Platja de Palma, Mallorca.
Auf meinem Weg von meinem Appartement bis zum Arbeitsplatz auf Mallorca passiere ich mit meinem Fahrrad die Ballenarios eins bis elf. Der sechste, „Ballermann 6“ ist berühmt wie berüchtigt und verpasst der Insel immer noch einen großen Teil seines Images. Hier wie an den Strandabschnitten kurz davor und danach hängen neon-pinke, -gelbe und -grüne Achselshirts in den Auslagen der Mini-Geschäfte; und nach dem Einkauf von Sangria, San Miguel oder sonstigen Getränken auch an den gebräunten Leibern der Touristen. Männlein wie Weiblein tragen diesen Look mit gedruckten Statements drauf, wie „Was auf Malle passiert bleibt auch hier“ oder mit Zitaten aus hier angesagten Liedern („Scheiß‘ drauf! Malle ist nur einmal im Jahr“). Statements, die dem Gegenüber schon am Strand oder auf der Promenade die Einstellung im Jahresurlaub vermitteln und den Einstieg für was auch immer erleichtern sollen.
Natürlich gibt es auch die Gegenbewegung. Natürlich kommen mir auch Paare entgegen, die weiße Achselshirts tragen. „I love my Boyfriend“, trägt sie, „I love my Girlfriend“ er. Sie signalisieren:
Ich mache Party, aber mit meinem Partner. Wir gehören dazu, aber irgendwie auch nicht.
S(ch)ichtwechsel
Unabhängig davon, wer welches Shirt trägt, in welcher Farbe und mit welchem Statement: Während die einen feiern, bis der Morgen kommt und am Morgen von der Bar-Animateurin so begrüßt werden: „Na Jungs, macht ihr bei uns ein Päuschen und trinkt euer erstes Konterbier?“, fahren die anderen zur Arbeit.
Wie zum Beispiel an dem Hotel am Ballenario 11, in dem ich das Team als Freelancerin vier Wochen lang mit meinem Fitnessprogramm unterstütze - einmal im Jahr für vier Wochen. Meine direkte
Vorgesetzte heißt Anette. Ihr Spitzname „Nette“ ist Programm und belegt ihre Berufung als Animateurin. Nach Stationen als Kinderanimateurin und Teamleiterin der Animation verantwortet sie
mittlerweile das Programm im Hotel. 400 Gäste wollen und sollen täglich unterhalten werden.

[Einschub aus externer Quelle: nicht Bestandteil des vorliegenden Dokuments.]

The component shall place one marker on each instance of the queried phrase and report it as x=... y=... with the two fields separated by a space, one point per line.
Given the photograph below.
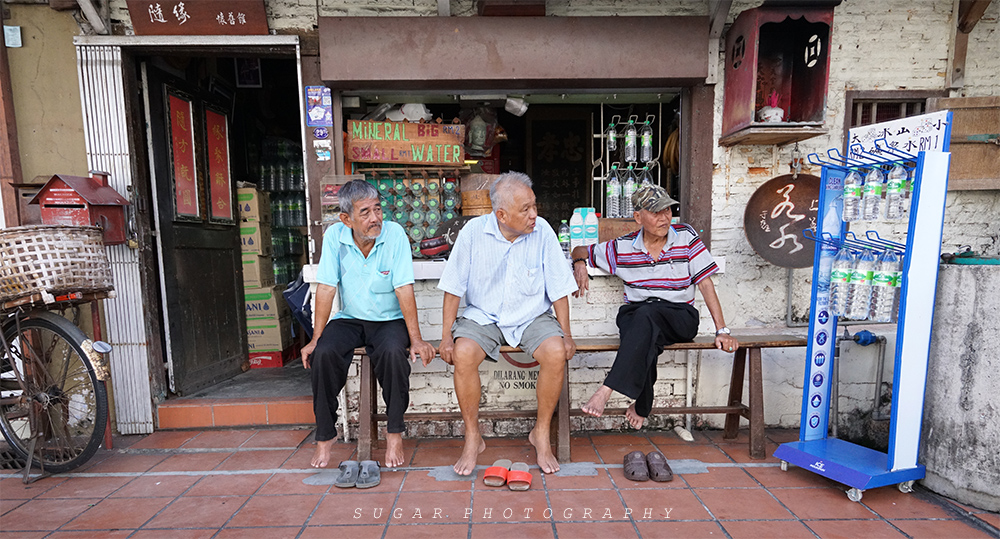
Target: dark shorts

Als direkte Abgesandte des Veranstalters koordiniert sie also die Pläne mit der Hoteldirektion und der
Restaurantleitung, gestaltet das Wochenprogramm für die Gäste, begrüßt sie vor dem Abendessen und macht - ob des kleinen Teams und der Leidenschaft - viele Animationen selbst. Sie springt also in
den Pool und macht Aqua-Gymnastik, übersetzt den spanischen Koch, der auf der Bühne Paella zubereitet, und animiert die Gäste bei der Mallorca-Party dazu, zu tanzen. Dann steht sie natürlich in
spanischer Tracht auf der Bühne, tanzt selbst, ermuntert die Gäste, strahlt, wenn es ihr gelingt, sie zum Tanzen zu ermuntern. Sie lebt seit zehn Jahren auf der Insel. Sie lebt dafür, dass sich
die Gäste wohl fühlen und wieder kommen. Und sie lebt davon.
Leben fuer den Beruf
Auch Barchef Georgi lebt von der Zufriedenheit der Gäste. Er arbeitet in einem sechsköpfigen Team. Jeder von ihnen gibt am Tag ca. 1200 Getränke heraus. Er lebt seit sieben Jahren auf der Insel und er liebt seine Arbeit, mixt Cocktails, zapft Colas, schreibt Einsatzpläne, hört sich Beschwerden an und lebt wie Anette von seinem Beruf.
Beide arbeiten oft bis in die späte Nacht. Beide arbeiten nicht in ihrem Heimatland: Anette kommt aus Deutschland, Georgi aus Bulgarien. Sie leben da, wo ihr Raum für Arbeit ist. Beide verstehen sie als Dreh- und Angelpunkt ihres Lebens. Und für die beiden ist Malle eines: immer im Jahr.